The designed drugs can also block or promote a function within the cell, which will be negative for the cancer cell, she added.
“It’s essentially going to kill the cancer cell, but to be able to assign the perfect drug, you need to know exactly what that protein receptor looks like,” Sundborger said. “So you need to have as good as a protein structure as possible.”
For now, Sundborger plans to use the microscope to see how cells react in a normal environment and analyze proteins that are involved in different cancer pathways. She said this is as equally important as studying cancer, because the pathways are involved in cancer.
“What could have happened is that you had a bacterial infection and it messed up some little protein pathway and therefore, 20 years later, you had cancer, because that little pathway led to some other pathway that was disrupted and so on and so on,” Sundborger said. “Cancer is a really complicated disease when it comes to how it starts, but the end result is always the same, that you have this uncontrolled cell growth.”
Shared use
Sundborger estimated there were possibly about five to ten cryo-electron microscopes in use right now, but they are still pretty rare, and Bode agreed the microscope and its biological use is unique to the area.

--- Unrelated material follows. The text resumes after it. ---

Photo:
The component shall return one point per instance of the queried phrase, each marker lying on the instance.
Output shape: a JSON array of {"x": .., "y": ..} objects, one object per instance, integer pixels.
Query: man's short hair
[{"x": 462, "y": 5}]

“This particular instrument is the only one for biological applications in this whole region,” Bode said. “In any state around us, there’s none other like it.”
A cryo-electron microscope is being used in Minneapolis for material science.
“It’s a huge deal if you have one of them,” Sundborger said. “So we’re going to be very unique. I don’t think they even have one in Chicago. Not at Mayo, they don’t have one. It’s going to be a lot of people coming here probably to use it.”
The microscope won’t just be used by Institute scientists. Scientists and researchers from Institute partners like the University of Minnesota and Mayo Clinic plan to use the microscope, and The Institute has already had inquiries from scientists in Minnesota, Iowa, and the South Dakota asking if they can buy time for their own studies.
“This is going to be something that’s really quite phenomenal for the Institute,” Bode said.
That shared use is part of what allowed The Institute to purchase the expensive equipment.
Sundborger has worked at The Hormel Institute for the past three months and plans to use her knowledge of the microscope to conduct research. She has a Ph.D. in neuroscience and a masters degree in medical biology. She is originally from Stockholm, Sweden.
While Sundborger was hired to lead a research team utilizing the new technology, more support staff is planned to help manage the specialized equipment.
“We’re doing a search now for more faculty and staff,” Bode said.
—Jason Schoonover contributed to this report.